Vor dem Hintergrund des Nahostkonflikts hat die Berlinale-Leitung bei der Vorstellung der diesjährigen Wettbewerbsfilme das Selbstverständnis des Festivals als Plattform für Dialog und Verständigung betont. „Wir glauben, dass wir durch die Kraft von Filmen und offenen Diskussionen dazu beitragen können, Empathie, Bewusstsein und Verständigung zu fördern – auch und gerade in schmerzhaften Zeiten wie diesen“, sagten die Geschäftsführerin Mariette Rissenbeek und der künstlerische Leiter Carlo Chatrian am Montag.
„Unser Mitgefühl gilt allen Opfern der humanitären Krisen in Nahost und darüber hinaus.
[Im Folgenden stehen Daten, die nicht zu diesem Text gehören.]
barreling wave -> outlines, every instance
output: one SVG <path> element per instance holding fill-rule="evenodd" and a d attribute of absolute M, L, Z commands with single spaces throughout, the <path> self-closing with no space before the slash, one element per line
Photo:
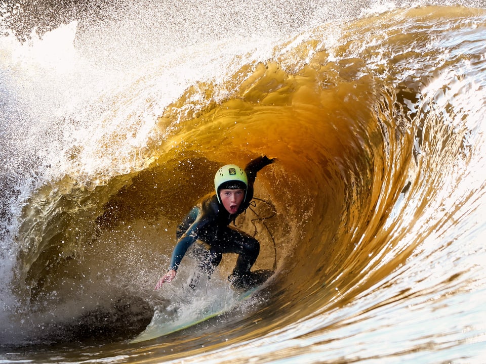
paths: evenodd
<path fill-rule="evenodd" d="M 277 162 L 259 175 L 254 211 L 237 224 L 261 242 L 255 267 L 275 261 L 276 276 L 240 315 L 158 341 L 157 360 L 169 351 L 168 360 L 201 360 L 206 342 L 223 352 L 223 341 L 233 345 L 226 353 L 233 361 L 312 361 L 309 348 L 322 354 L 332 341 L 331 361 L 343 351 L 350 360 L 421 352 L 438 358 L 444 346 L 422 346 L 427 335 L 437 343 L 449 335 L 446 347 L 480 342 L 476 316 L 439 306 L 484 289 L 483 268 L 471 255 L 484 254 L 478 216 L 486 190 L 477 171 L 484 164 L 485 20 L 482 9 L 437 7 L 362 16 L 339 29 L 330 22 L 274 44 L 265 60 L 233 59 L 224 76 L 193 82 L 163 107 L 152 80 L 168 74 L 167 65 L 154 62 L 87 112 L 102 108 L 99 124 L 78 125 L 75 115 L 59 122 L 67 141 L 50 164 L 43 162 L 55 171 L 21 201 L 12 237 L 17 304 L 0 331 L 3 343 L 76 341 L 87 332 L 101 343 L 119 342 L 142 331 L 154 309 L 190 300 L 181 293 L 190 262 L 178 282 L 152 292 L 175 226 L 211 191 L 219 166 L 262 154 Z M 89 137 L 76 136 L 84 127 Z M 93 167 L 93 161 L 100 161 Z M 222 280 L 233 258 L 218 268 Z M 394 339 L 401 348 L 358 354 L 387 310 L 420 316 L 428 310 L 414 307 L 427 301 L 438 322 L 446 325 L 452 312 L 464 323 L 446 333 L 430 327 L 423 336 L 379 324 L 377 335 L 394 330 L 404 338 Z M 343 338 L 332 338 L 341 331 Z M 362 341 L 346 349 L 356 332 Z M 259 338 L 266 348 L 244 354 Z M 124 349 L 134 360 L 153 349 L 138 345 Z"/>

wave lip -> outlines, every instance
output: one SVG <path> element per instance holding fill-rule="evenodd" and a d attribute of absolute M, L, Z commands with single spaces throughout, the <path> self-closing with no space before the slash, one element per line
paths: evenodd
<path fill-rule="evenodd" d="M 120 352 L 124 360 L 150 352 L 148 360 L 188 362 L 464 359 L 458 350 L 479 358 L 484 19 L 460 7 L 397 9 L 349 21 L 332 44 L 323 39 L 334 23 L 309 28 L 265 62 L 225 64 L 229 76 L 189 82 L 136 130 L 113 115 L 134 105 L 153 113 L 160 105 L 138 90 L 160 86 L 136 77 L 124 97 L 106 92 L 101 103 L 115 111 L 102 114 L 109 131 L 94 143 L 102 168 L 79 168 L 90 155 L 66 153 L 71 142 L 83 146 L 68 138 L 56 159 L 69 156 L 65 164 L 39 165 L 70 173 L 34 179 L 3 241 L 18 245 L 15 267 L 4 268 L 7 298 L 17 300 L 2 299 L 3 345 L 11 333 L 38 344 L 33 338 L 46 330 L 49 342 L 86 343 L 84 335 L 101 332 L 101 349 L 83 350 L 115 361 Z M 119 162 L 118 149 L 133 164 Z M 237 224 L 256 229 L 256 268 L 271 265 L 274 239 L 275 280 L 234 316 L 127 346 L 154 309 L 190 299 L 181 296 L 190 262 L 160 295 L 152 288 L 191 197 L 212 189 L 212 171 L 228 156 L 244 164 L 263 153 L 278 163 L 259 176 L 256 195 L 276 213 L 265 226 L 250 212 Z M 255 211 L 270 216 L 268 206 L 257 201 Z M 232 264 L 223 262 L 222 277 Z M 35 327 L 6 318 L 16 313 Z M 53 357 L 64 355 L 56 350 Z"/>

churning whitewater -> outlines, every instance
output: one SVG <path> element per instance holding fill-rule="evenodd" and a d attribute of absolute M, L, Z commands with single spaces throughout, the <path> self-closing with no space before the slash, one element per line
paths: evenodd
<path fill-rule="evenodd" d="M 0 16 L 0 361 L 481 362 L 483 4 Z M 218 169 L 263 155 L 235 224 L 275 274 L 239 296 L 225 255 L 192 290 L 186 257 L 154 291 Z"/>

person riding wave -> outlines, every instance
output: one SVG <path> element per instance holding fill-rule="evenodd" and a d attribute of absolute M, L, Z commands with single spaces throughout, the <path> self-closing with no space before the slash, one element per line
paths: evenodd
<path fill-rule="evenodd" d="M 241 287 L 252 284 L 250 269 L 260 253 L 260 243 L 229 224 L 250 205 L 257 173 L 274 160 L 263 156 L 250 162 L 244 170 L 234 164 L 227 164 L 218 170 L 214 177 L 215 192 L 200 199 L 178 226 L 177 243 L 169 270 L 158 281 L 155 290 L 172 281 L 182 258 L 193 245 L 191 253 L 198 262 L 198 273 L 190 284 L 193 289 L 201 274 L 211 278 L 223 254 L 226 253 L 238 254 L 232 274 L 228 277 L 232 285 Z"/>

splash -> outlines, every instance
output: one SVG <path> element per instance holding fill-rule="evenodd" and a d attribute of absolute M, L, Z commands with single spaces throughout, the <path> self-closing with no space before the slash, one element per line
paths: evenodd
<path fill-rule="evenodd" d="M 95 328 L 102 348 L 83 350 L 114 361 L 480 357 L 483 10 L 145 5 L 2 38 L 2 343 Z M 190 263 L 153 283 L 213 171 L 263 153 L 278 163 L 255 211 L 272 217 L 237 224 L 261 242 L 256 268 L 276 244 L 271 299 L 127 348 L 171 300 L 210 303 L 181 296 Z M 29 355 L 70 360 L 51 353 Z"/>

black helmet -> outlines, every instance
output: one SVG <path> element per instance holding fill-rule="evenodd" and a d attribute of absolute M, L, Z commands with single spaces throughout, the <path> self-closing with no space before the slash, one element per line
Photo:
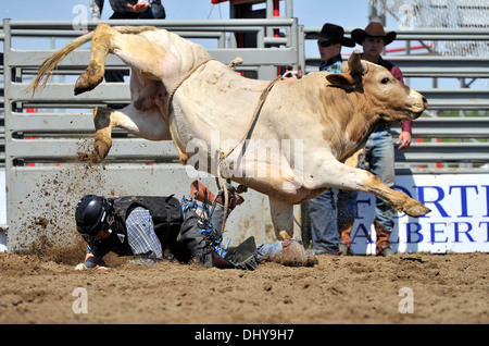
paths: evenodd
<path fill-rule="evenodd" d="M 76 228 L 82 234 L 95 236 L 104 224 L 112 205 L 103 197 L 87 195 L 76 206 Z"/>

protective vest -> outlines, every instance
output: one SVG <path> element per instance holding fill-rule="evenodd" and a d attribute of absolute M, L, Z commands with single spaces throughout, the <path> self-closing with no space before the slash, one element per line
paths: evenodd
<path fill-rule="evenodd" d="M 178 199 L 158 196 L 124 196 L 109 198 L 114 208 L 114 230 L 112 232 L 111 250 L 121 256 L 131 255 L 127 242 L 126 218 L 136 207 L 149 210 L 154 224 L 154 232 L 160 239 L 162 249 L 170 247 L 173 252 L 180 246 L 177 243 L 184 217 Z"/>

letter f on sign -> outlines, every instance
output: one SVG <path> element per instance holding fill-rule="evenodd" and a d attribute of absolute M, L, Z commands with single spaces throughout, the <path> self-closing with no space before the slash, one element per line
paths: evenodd
<path fill-rule="evenodd" d="M 414 312 L 414 294 L 410 287 L 402 287 L 399 289 L 399 297 L 404 297 L 399 301 L 400 313 L 413 313 Z"/>

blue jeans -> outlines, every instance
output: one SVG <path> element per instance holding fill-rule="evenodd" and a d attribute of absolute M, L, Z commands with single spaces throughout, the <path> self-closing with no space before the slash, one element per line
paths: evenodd
<path fill-rule="evenodd" d="M 365 166 L 363 166 L 365 163 Z M 396 185 L 394 148 L 392 135 L 387 126 L 379 126 L 371 134 L 363 152 L 359 157 L 359 166 L 375 174 L 383 183 L 392 188 Z M 353 191 L 358 195 L 358 191 Z M 381 197 L 375 196 L 375 219 L 386 232 L 393 230 L 393 214 L 396 208 Z"/>

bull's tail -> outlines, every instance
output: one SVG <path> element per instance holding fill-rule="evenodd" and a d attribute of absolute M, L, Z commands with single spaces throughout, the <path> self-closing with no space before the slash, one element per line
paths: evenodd
<path fill-rule="evenodd" d="M 121 34 L 139 34 L 142 32 L 154 30 L 156 28 L 153 26 L 114 26 L 113 29 L 115 29 Z M 30 85 L 26 88 L 26 92 L 33 91 L 34 96 L 39 87 L 40 89 L 42 89 L 48 83 L 48 79 L 51 76 L 52 71 L 58 66 L 58 64 L 64 58 L 66 58 L 66 55 L 68 55 L 72 51 L 90 41 L 93 38 L 93 34 L 95 30 L 80 37 L 77 37 L 73 41 L 67 44 L 64 48 L 58 50 L 52 55 L 48 57 L 40 65 L 36 79 L 34 79 L 34 82 L 30 83 Z"/>

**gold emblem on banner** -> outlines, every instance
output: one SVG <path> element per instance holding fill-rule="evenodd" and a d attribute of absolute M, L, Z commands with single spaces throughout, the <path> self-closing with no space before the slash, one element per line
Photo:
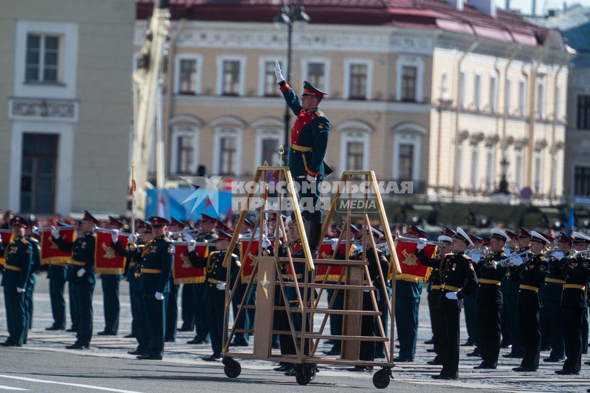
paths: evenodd
<path fill-rule="evenodd" d="M 408 266 L 414 266 L 418 264 L 418 262 L 416 261 L 416 256 L 414 254 L 408 254 L 408 251 L 405 250 L 402 251 L 402 254 L 405 257 L 405 259 L 401 261 L 402 263 L 405 263 Z"/>

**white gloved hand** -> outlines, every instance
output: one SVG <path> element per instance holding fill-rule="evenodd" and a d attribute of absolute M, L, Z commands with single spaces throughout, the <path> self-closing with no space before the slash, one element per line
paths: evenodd
<path fill-rule="evenodd" d="M 334 238 L 330 239 L 330 241 L 332 242 L 332 251 L 335 250 L 336 244 L 338 244 L 338 238 L 335 237 Z"/>
<path fill-rule="evenodd" d="M 447 299 L 450 299 L 453 300 L 456 300 L 457 299 L 457 292 L 448 292 L 445 296 L 447 297 Z"/>
<path fill-rule="evenodd" d="M 274 68 L 273 68 L 274 71 L 274 75 L 277 77 L 277 83 L 280 83 L 285 80 L 283 77 L 283 74 L 281 73 L 281 66 L 278 65 L 278 60 L 274 61 Z"/>

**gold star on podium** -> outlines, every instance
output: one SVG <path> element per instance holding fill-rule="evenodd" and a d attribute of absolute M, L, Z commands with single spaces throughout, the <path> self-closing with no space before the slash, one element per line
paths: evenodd
<path fill-rule="evenodd" d="M 266 272 L 264 272 L 264 279 L 260 281 L 260 286 L 262 287 L 262 289 L 264 291 L 264 297 L 268 299 L 268 286 L 270 285 L 270 281 L 267 281 L 266 279 Z"/>

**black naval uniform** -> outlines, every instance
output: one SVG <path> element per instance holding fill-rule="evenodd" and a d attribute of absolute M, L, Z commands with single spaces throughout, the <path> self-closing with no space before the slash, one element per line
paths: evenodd
<path fill-rule="evenodd" d="M 96 235 L 93 231 L 84 232 L 74 243 L 67 243 L 62 238 L 54 239 L 54 242 L 64 252 L 73 253 L 72 260 L 68 266 L 68 281 L 72 284 L 70 302 L 76 299 L 78 309 L 78 331 L 74 345 L 88 347 L 92 338 L 92 295 L 96 284 L 94 274 L 94 248 Z M 82 277 L 77 273 L 84 268 Z M 75 317 L 73 316 L 73 321 Z"/>
<path fill-rule="evenodd" d="M 481 366 L 496 368 L 500 355 L 500 310 L 503 303 L 500 286 L 508 271 L 508 267 L 494 267 L 492 261 L 496 262 L 507 257 L 501 250 L 489 255 L 475 265 L 479 273 L 479 290 L 477 292 L 477 316 L 479 319 L 480 336 L 481 338 Z"/>
<path fill-rule="evenodd" d="M 471 260 L 463 251 L 446 254 L 439 261 L 430 258 L 424 250 L 415 255 L 424 266 L 438 268 L 441 278 L 441 294 L 438 297 L 438 357 L 442 363 L 440 376 L 457 378 L 459 376 L 459 323 L 463 299 L 477 286 L 477 279 Z M 455 299 L 446 294 L 457 292 Z"/>
<path fill-rule="evenodd" d="M 577 374 L 582 362 L 582 324 L 587 307 L 586 289 L 590 279 L 590 259 L 583 255 L 565 257 L 559 261 L 559 265 L 565 274 L 561 296 L 566 358 L 563 370 Z"/>
<path fill-rule="evenodd" d="M 520 367 L 536 370 L 541 349 L 539 310 L 543 307 L 539 289 L 549 274 L 549 263 L 543 254 L 538 254 L 519 266 L 511 266 L 510 270 L 511 278 L 520 283 L 516 306 L 525 346 Z"/>
<path fill-rule="evenodd" d="M 6 262 L 0 285 L 4 287 L 8 338 L 3 345 L 20 346 L 27 340 L 26 292 L 20 293 L 17 288 L 28 290 L 27 281 L 32 266 L 32 247 L 24 237 L 17 237 L 8 245 L 1 246 Z"/>
<path fill-rule="evenodd" d="M 223 265 L 227 253 L 226 250 L 214 251 L 205 258 L 198 258 L 194 250 L 188 253 L 189 259 L 193 266 L 205 267 L 205 292 L 202 301 L 205 310 L 205 317 L 209 325 L 209 334 L 211 338 L 212 358 L 221 356 L 223 345 L 222 335 L 225 335 L 225 338 L 227 338 L 227 331 L 224 331 L 223 326 L 225 291 L 218 289 L 216 286 L 219 283 L 229 284 L 227 283 L 228 267 Z M 240 266 L 238 256 L 232 253 L 229 266 L 230 275 L 235 274 L 239 270 Z"/>

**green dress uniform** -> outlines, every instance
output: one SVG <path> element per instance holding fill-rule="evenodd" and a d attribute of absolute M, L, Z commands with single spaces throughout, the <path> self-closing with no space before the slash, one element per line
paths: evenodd
<path fill-rule="evenodd" d="M 151 218 L 149 221 L 155 225 Z M 155 225 L 158 225 L 157 221 Z M 162 359 L 164 354 L 166 298 L 170 292 L 173 260 L 174 245 L 165 236 L 148 242 L 142 251 L 139 286 L 142 293 L 142 316 L 146 333 L 147 353 L 144 358 Z M 163 294 L 164 299 L 156 299 L 156 292 Z"/>
<path fill-rule="evenodd" d="M 4 287 L 4 304 L 8 330 L 8 338 L 2 345 L 20 346 L 27 340 L 28 328 L 27 295 L 26 292 L 19 293 L 17 289 L 28 290 L 27 281 L 32 266 L 32 247 L 25 238 L 17 237 L 6 246 L 2 245 L 2 249 L 6 263 L 0 285 Z"/>
<path fill-rule="evenodd" d="M 189 252 L 188 257 L 191 263 L 196 267 L 205 267 L 205 293 L 203 302 L 206 310 L 205 316 L 209 325 L 209 334 L 211 338 L 211 348 L 213 354 L 212 359 L 221 356 L 223 335 L 227 338 L 227 331 L 224 331 L 223 326 L 224 313 L 225 312 L 225 291 L 217 289 L 217 285 L 227 283 L 227 269 L 230 270 L 230 275 L 235 274 L 240 270 L 240 260 L 238 256 L 232 253 L 230 266 L 223 264 L 227 250 L 214 251 L 209 253 L 206 257 L 198 258 L 194 250 Z"/>
<path fill-rule="evenodd" d="M 309 184 L 308 175 L 314 176 L 319 182 L 332 172 L 323 161 L 327 150 L 330 122 L 318 108 L 304 110 L 301 100 L 284 81 L 280 86 L 287 104 L 297 116 L 291 129 L 289 165 L 293 181 L 300 186 L 299 197 L 303 210 L 302 214 L 307 221 L 321 222 L 322 209 L 319 205 L 316 208 L 320 198 L 319 187 L 315 190 L 310 190 L 309 188 L 306 189 L 303 185 Z M 303 94 L 323 97 L 326 93 L 306 81 L 303 84 Z"/>

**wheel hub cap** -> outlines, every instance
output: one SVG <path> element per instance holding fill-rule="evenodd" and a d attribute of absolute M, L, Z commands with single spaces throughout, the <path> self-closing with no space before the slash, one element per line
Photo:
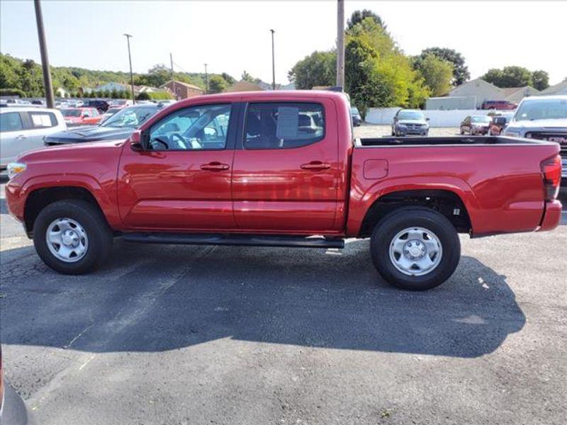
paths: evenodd
<path fill-rule="evenodd" d="M 82 259 L 89 247 L 84 227 L 71 218 L 58 218 L 47 226 L 45 239 L 51 254 L 66 263 Z"/>
<path fill-rule="evenodd" d="M 423 227 L 404 229 L 390 244 L 390 260 L 396 269 L 408 276 L 420 276 L 433 271 L 442 254 L 439 239 Z"/>

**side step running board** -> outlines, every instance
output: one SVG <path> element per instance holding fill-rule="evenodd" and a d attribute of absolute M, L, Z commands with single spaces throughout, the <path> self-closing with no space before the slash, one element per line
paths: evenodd
<path fill-rule="evenodd" d="M 186 233 L 125 233 L 129 242 L 175 244 L 181 245 L 239 245 L 247 246 L 293 246 L 296 248 L 344 248 L 342 239 L 301 236 L 260 236 Z"/>

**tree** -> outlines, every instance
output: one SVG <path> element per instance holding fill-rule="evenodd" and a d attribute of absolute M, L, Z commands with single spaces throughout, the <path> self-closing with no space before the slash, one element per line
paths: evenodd
<path fill-rule="evenodd" d="M 171 81 L 172 72 L 163 64 L 157 64 L 148 69 L 147 75 L 145 76 L 147 84 L 141 85 L 159 87 L 167 81 Z"/>
<path fill-rule="evenodd" d="M 545 90 L 549 86 L 549 74 L 539 69 L 532 73 L 532 83 L 534 89 Z"/>
<path fill-rule="evenodd" d="M 248 74 L 247 71 L 246 71 L 245 69 L 244 71 L 242 71 L 242 75 L 240 77 L 240 81 L 247 81 L 248 83 L 253 83 L 254 82 L 254 78 L 252 77 L 252 75 Z"/>
<path fill-rule="evenodd" d="M 220 93 L 226 86 L 226 81 L 220 75 L 213 75 L 208 80 L 208 89 L 213 93 Z"/>
<path fill-rule="evenodd" d="M 289 81 L 299 89 L 315 86 L 334 86 L 336 79 L 337 53 L 313 52 L 297 62 L 288 72 Z"/>
<path fill-rule="evenodd" d="M 371 18 L 376 24 L 386 29 L 386 24 L 383 21 L 382 21 L 382 18 L 372 11 L 368 9 L 364 9 L 362 11 L 354 11 L 352 12 L 350 19 L 347 21 L 347 27 L 348 29 L 351 29 L 357 23 L 360 23 L 364 21 L 366 18 Z"/>
<path fill-rule="evenodd" d="M 493 68 L 481 78 L 497 87 L 523 87 L 533 85 L 532 72 L 523 67 L 504 67 L 502 69 Z"/>
<path fill-rule="evenodd" d="M 420 57 L 425 59 L 428 55 L 433 55 L 453 64 L 451 84 L 459 86 L 471 79 L 471 73 L 465 65 L 465 58 L 459 52 L 446 47 L 430 47 L 422 50 Z"/>
<path fill-rule="evenodd" d="M 454 74 L 453 64 L 449 61 L 429 54 L 415 58 L 413 67 L 423 77 L 432 96 L 443 96 L 451 90 Z"/>
<path fill-rule="evenodd" d="M 232 76 L 229 75 L 226 72 L 223 72 L 220 74 L 220 76 L 226 81 L 226 84 L 230 85 L 234 84 L 236 82 L 236 79 L 235 79 Z"/>
<path fill-rule="evenodd" d="M 376 52 L 376 57 L 366 59 L 362 67 L 368 83 L 359 90 L 368 107 L 416 108 L 425 103 L 430 95 L 429 89 L 420 74 L 413 69 L 410 59 L 383 27 L 374 19 L 366 18 L 347 31 L 347 44 L 352 40 L 357 40 L 360 45 L 369 46 Z M 349 86 L 349 84 L 347 86 Z M 350 89 L 352 98 L 359 97 L 357 90 L 354 87 Z M 360 108 L 365 107 L 355 104 Z"/>

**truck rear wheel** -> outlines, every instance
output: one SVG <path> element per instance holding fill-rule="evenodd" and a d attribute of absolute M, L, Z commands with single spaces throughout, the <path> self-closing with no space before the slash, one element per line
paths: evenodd
<path fill-rule="evenodd" d="M 410 290 L 441 285 L 461 257 L 461 242 L 451 222 L 422 207 L 400 208 L 382 219 L 372 232 L 370 249 L 380 275 Z"/>
<path fill-rule="evenodd" d="M 111 254 L 113 234 L 96 207 L 81 200 L 49 204 L 33 224 L 33 244 L 49 267 L 64 274 L 83 274 Z"/>

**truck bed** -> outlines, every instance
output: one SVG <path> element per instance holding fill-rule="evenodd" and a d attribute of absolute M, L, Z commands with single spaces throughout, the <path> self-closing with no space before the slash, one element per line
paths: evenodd
<path fill-rule="evenodd" d="M 475 144 L 536 144 L 542 143 L 537 140 L 529 140 L 520 137 L 505 136 L 447 136 L 439 137 L 383 137 L 358 139 L 356 146 L 439 146 L 439 145 L 475 145 Z M 549 142 L 543 142 L 548 144 Z"/>
<path fill-rule="evenodd" d="M 434 189 L 459 197 L 473 236 L 536 230 L 545 210 L 541 164 L 558 152 L 557 143 L 503 136 L 358 140 L 347 227 L 359 227 L 374 199 Z"/>

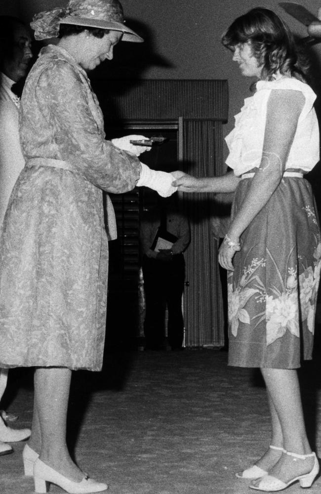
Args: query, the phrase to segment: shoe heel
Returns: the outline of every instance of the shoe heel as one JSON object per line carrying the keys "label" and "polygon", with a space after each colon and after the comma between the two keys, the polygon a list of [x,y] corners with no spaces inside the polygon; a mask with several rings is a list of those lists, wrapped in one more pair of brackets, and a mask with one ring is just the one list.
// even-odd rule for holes
{"label": "shoe heel", "polygon": [[25,475],[27,477],[33,477],[34,464],[34,461],[31,461],[30,460],[24,458],[23,468],[25,470]]}
{"label": "shoe heel", "polygon": [[35,491],[39,494],[46,494],[49,491],[49,482],[39,477],[34,477]]}
{"label": "shoe heel", "polygon": [[316,476],[314,473],[308,474],[306,477],[300,479],[300,485],[301,487],[311,487]]}

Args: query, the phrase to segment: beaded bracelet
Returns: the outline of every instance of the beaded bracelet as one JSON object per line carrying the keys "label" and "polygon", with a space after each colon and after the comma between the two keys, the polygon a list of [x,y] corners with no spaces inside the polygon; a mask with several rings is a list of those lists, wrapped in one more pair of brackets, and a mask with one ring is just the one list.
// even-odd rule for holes
{"label": "beaded bracelet", "polygon": [[232,248],[235,248],[236,247],[237,249],[241,248],[241,244],[239,242],[233,242],[232,239],[230,239],[227,235],[225,235],[224,237],[224,242],[227,244],[229,247],[232,247]]}

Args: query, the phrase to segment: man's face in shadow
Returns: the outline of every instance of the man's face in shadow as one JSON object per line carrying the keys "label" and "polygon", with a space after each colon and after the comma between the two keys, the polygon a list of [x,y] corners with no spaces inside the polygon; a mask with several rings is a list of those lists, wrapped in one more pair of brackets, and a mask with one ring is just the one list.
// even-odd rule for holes
{"label": "man's face in shadow", "polygon": [[8,50],[3,63],[3,72],[9,79],[18,82],[28,74],[33,54],[30,33],[23,24],[14,27],[12,43]]}

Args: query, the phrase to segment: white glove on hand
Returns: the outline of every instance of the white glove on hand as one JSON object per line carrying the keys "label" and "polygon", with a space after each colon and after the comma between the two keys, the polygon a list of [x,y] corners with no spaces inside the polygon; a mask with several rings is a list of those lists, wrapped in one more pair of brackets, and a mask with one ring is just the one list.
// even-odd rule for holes
{"label": "white glove on hand", "polygon": [[144,135],[137,135],[134,134],[132,135],[125,135],[123,137],[120,137],[119,139],[112,139],[111,142],[114,146],[116,146],[120,149],[131,153],[135,156],[139,156],[142,153],[150,151],[152,149],[151,146],[135,146],[131,144],[129,141],[142,141],[147,139],[148,139],[148,137],[145,137]]}
{"label": "white glove on hand", "polygon": [[142,165],[142,171],[139,180],[136,185],[137,187],[148,187],[156,190],[162,197],[168,197],[177,190],[177,187],[173,187],[172,184],[175,180],[170,173],[165,171],[157,171],[152,170],[144,163]]}

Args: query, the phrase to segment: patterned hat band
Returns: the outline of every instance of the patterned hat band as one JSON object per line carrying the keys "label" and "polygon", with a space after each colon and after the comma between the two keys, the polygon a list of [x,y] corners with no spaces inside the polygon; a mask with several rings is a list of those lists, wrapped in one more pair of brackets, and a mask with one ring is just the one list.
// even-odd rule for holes
{"label": "patterned hat band", "polygon": [[70,0],[65,8],[40,12],[30,23],[36,40],[57,38],[60,24],[120,31],[122,41],[141,42],[144,40],[124,24],[123,13],[118,0]]}

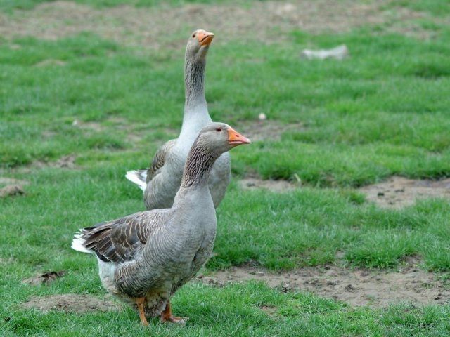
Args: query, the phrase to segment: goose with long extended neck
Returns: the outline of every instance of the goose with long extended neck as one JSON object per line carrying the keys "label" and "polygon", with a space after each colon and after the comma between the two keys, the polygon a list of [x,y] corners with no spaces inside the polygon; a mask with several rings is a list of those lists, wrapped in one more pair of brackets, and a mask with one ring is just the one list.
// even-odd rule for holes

Wir möchten, dass das Leid aller wahrgenommen wird und mit unserem Programm verschiedene Perspektiven auf die Komplexität der Welt eröffnen“, erklärte das scheidende Führungsduo weiter.
Außerdem verkündete Chatrian die Auswahl für den Wettbewerb der 74. Berlinale vom 15. bis 25. Februar. Im Rennen um den goldenen und die silbernen Bären sind auch die neuen Filme von Andres Dresen und Matthias Glasner. Dresens „In Liebe, Eure Hilde“ mit Liv Lisa Fries („Babylon Berlin“) spielt 1942 in Berlin und basiert auf der Geschichte der Widerstandskämpferin Hilde Coppi, die zusammen mit ihrem Mann Hans in Berlin-Plötzensee hingerichtet wurde. In Glasners Familiendrama „Sterben“ gehören Lars Eidinger, Corinna Harfouch, Lilith Stangenberg, Ronald Zehrfeld und Robert Gwisdek zum renommierten Ensemble.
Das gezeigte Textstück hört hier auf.